Now, if you’ve been frequenting this site over the past couple of months you might recall a post on Stockholm, Sweden-based pop quartet Red Sleeping Beauty. Comprised of of Kristina Borg (vocalist), Niklas Angergård (guitar, vocals) of Acid House Kings, Mikael Matsson (guitar), of The Shermans and Carl–Johan Näsström (bass), the quartet originally formed in 1989 and with the release of two full-length albums Bedroom and Soundtrack, a number of EPs and singles, the Swedish pop quartet received both national and international attention before the quartet quickly split up.
After several years of in other creative and professional pursuits, the Swedish indie pop quartet reunited to record a cover of Alpaca Sports song “Just For Fun” and “Merry Christmas, Marie,” a holiday-themed track, which caught the attention of fans and critics, who had desperately awaiting both a reunion and new material from the act. Continuing upon the buzz that they received, the Stockholm-based quartet followed that up with the release of the “Always” 7 inch, a set at Madrid Pop Fest and the release of “Mi Amor,” the first song the band recorded with a chorus completely sung in Spanish. Adding to the growing attention the band has received, their first full-length effort in over 19 years, Kristina is slated for release next week.
Kristina‘s first single “If You Want Affection” had the members of the band pairing a driving motorik groove with shimmering cascades of synths and an infectious hook with Angergård’s chilly yet plaintive vocals to craft a song that sounds as though it pulsates with an urgent need, while sonically the song sounds as though it channels 80s dance floor-friendly synth pop — in particular, I think of Depeche Mode‘s “People Are People” and “Just Can’t Get Enough” among others –but with a slick, modern polish.

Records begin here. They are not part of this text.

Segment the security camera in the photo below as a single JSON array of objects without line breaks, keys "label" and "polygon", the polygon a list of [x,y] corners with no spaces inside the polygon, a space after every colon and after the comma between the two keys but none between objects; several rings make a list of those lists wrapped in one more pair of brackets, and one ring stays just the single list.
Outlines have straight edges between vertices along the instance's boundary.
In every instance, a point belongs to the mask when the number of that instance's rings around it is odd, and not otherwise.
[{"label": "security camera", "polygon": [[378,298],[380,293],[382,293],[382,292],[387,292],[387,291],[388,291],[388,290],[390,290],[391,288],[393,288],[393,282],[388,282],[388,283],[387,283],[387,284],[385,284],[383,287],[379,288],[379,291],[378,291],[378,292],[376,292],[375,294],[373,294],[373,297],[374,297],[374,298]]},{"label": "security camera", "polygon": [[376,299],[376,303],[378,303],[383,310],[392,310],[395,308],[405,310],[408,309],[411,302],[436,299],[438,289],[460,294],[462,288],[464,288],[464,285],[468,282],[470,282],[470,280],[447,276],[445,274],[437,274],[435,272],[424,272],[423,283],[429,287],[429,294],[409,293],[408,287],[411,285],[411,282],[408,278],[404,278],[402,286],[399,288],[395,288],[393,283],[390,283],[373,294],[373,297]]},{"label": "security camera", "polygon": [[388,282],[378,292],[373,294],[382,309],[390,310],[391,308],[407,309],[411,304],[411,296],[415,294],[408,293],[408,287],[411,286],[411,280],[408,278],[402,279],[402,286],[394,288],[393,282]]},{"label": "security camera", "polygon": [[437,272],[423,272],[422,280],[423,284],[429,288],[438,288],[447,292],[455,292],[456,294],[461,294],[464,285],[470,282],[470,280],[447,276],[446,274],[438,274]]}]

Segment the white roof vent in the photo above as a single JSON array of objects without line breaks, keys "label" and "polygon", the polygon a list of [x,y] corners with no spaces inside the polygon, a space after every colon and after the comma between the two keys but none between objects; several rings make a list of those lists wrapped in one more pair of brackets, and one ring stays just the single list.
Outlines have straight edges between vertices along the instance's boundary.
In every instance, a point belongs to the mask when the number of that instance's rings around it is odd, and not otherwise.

Interestingly, the album’s second and latest single “Cheryl, Cheryl, Bye” is a slow-burning , atmospheric and contemplative song in which the band pairs layers of bass synth and shimmering keys with plaintive and aching vocals; of course, that shouldn’t be surprising as the song is one part bitter farewell and one acceptance of a truth that the narrator doesn’t want to completely accept. After all, life pushes us forward no matter how much we want to deny it. In some way, sonically the song sounds as though it draws equally from Roxy Music — think of “Avalon” and “More Than This” in particular — as it does from Pet Shop Boys.